Crazy Idea of the Day: If 150 Units Goes Away, Refund Everyone’s University Fees

person giving other person 10 bucks, closeup of hands

I’d like the record to reflect that this is not my idea.

Comment left on “What’s your hot take for the next 5 years in the field of Accounting?

I wasn’t able to find any information on the average cost of those extra 30 units, probably because it varies so much so instead let me drop two relevant links. You all are welcome to tell us how much you paid for your 30 units in the comments (or by email).

Rethinking the 150-Hour Requirement for CPA Licensure [CPA Journal] This one does a pretty good job of explaining the current debate over 150 units as well as the arguments for and against.

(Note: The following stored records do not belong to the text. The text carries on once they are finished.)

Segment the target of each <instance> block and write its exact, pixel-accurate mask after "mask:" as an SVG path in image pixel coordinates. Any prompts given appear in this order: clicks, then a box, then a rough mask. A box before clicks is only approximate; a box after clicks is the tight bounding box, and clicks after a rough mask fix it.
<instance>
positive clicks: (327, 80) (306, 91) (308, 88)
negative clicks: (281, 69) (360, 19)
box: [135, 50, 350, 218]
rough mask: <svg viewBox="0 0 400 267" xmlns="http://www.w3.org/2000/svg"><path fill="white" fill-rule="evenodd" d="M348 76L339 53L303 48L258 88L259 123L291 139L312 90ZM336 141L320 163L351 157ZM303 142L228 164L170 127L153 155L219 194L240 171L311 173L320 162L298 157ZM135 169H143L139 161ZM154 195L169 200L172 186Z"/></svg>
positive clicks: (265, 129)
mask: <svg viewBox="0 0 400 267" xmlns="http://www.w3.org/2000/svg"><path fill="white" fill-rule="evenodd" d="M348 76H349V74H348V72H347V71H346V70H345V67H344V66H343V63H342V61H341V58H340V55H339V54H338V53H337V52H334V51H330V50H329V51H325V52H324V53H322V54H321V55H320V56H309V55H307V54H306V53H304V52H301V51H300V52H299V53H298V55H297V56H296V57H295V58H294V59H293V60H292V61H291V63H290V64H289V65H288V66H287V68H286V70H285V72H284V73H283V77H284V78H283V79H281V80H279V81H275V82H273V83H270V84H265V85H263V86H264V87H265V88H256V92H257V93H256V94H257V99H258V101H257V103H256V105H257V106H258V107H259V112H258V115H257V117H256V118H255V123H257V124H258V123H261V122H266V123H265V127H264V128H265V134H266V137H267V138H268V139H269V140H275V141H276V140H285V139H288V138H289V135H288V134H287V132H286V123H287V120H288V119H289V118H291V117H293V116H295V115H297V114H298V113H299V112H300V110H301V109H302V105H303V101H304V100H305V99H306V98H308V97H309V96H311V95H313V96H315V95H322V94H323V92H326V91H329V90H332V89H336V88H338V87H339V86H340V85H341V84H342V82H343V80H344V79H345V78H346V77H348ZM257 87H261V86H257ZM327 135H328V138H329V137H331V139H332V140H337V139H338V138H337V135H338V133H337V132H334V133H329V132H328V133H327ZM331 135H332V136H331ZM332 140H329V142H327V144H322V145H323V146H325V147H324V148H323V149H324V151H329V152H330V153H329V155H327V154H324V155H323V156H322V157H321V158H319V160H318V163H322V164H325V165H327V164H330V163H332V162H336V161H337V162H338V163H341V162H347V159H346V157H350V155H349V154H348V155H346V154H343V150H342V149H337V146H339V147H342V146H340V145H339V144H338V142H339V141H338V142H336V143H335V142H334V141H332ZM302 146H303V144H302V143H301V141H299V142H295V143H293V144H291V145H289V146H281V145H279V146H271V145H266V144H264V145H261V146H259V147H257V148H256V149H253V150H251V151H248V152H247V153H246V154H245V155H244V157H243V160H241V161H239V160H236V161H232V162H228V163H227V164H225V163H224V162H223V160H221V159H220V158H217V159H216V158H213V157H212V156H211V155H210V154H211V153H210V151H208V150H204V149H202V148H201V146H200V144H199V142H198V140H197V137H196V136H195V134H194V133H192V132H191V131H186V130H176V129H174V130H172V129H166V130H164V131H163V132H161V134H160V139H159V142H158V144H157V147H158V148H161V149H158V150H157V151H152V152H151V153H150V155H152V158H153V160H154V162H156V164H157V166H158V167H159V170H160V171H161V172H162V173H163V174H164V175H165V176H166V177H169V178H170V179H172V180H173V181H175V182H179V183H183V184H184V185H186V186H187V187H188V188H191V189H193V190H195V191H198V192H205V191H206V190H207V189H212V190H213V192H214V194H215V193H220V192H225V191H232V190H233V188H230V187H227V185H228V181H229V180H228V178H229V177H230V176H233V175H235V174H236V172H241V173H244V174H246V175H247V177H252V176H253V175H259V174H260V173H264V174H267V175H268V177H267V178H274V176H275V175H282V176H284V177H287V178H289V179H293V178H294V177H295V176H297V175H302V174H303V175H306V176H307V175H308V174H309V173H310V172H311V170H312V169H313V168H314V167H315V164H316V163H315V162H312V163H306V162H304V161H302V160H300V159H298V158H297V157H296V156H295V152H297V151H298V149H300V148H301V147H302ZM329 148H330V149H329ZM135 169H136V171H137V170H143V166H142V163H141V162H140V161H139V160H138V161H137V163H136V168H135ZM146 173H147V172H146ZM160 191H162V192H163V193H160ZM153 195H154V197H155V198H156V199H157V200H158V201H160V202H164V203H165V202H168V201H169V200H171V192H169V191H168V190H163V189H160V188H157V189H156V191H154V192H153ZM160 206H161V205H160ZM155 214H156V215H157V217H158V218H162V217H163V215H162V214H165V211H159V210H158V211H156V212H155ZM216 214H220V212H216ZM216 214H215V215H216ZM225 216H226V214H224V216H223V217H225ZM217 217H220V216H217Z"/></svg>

Increasing Diversity in the Accounting Profession Pipeline: Challenges and Opportunities [Center for Audit Quality] This CAQ research, now exactly a year old, dives deep into why students aren’t pursuing accounting or, if they did, why they aren’t interested in getting licensed. According to their research, 81% of undergraduate accounting majors plan to get their CPA. This research talks extensively about why the remainder don’t go that route and the cost of those extra units comes up quite a bit. As you can see from the chart below, cost is a hurdle to both the to CPA and to not CPA groups.

Source: “Increasing Diversity in the Accounting Profession Pipeline: Challenges and Opportunities”

What doesn’t come up at all in that research is how people who scrimped and saved to make those 30 units happen are going to feel if the requirement is suddenly lifted in their state. Hell, even people who could afford it might feel some type of way.

Discuss. And let’s keep in mind this is tagged as a crazy idea, not a plausible and immediately actionable one.

One thought on “Crazy Idea of the Day: If 150 Units Goes Away, Refund Everyone’s University Fees

  1. How are you going to account for the people who took the non-traditional accounting path or switched careers and took a master’s program in accounting to be CPA eligible?

    There is also probably a huge cohort of people who didn’t make the Big4/Big10 cut when those firms only recruited perfect GPA candidates from 2008 through at least 2016. I am in that cohort because I took a master’s program to “restart” my GPA because I was an engineering student before I switched to accounting in undergrad. In most engineering programs, having above a 3.0 was amazing considering how hard the material was and the dedication to your studies required to achieve that. Because of my engineering classes, my overall GPA in undergrad was a “measly” 3.2 and will never forget the “disguised” look on the recruiter’s face when I said that number. That should’ve been my sign to not be in this professional but I stubbornly went into my school’s master’s program for accounting and have a perfect 4.0 and every Big4 bent over backwards to recruit me. What a joke.

    Times have sure changed, but one thing is for sure…you should not need 150 credits for the CPA.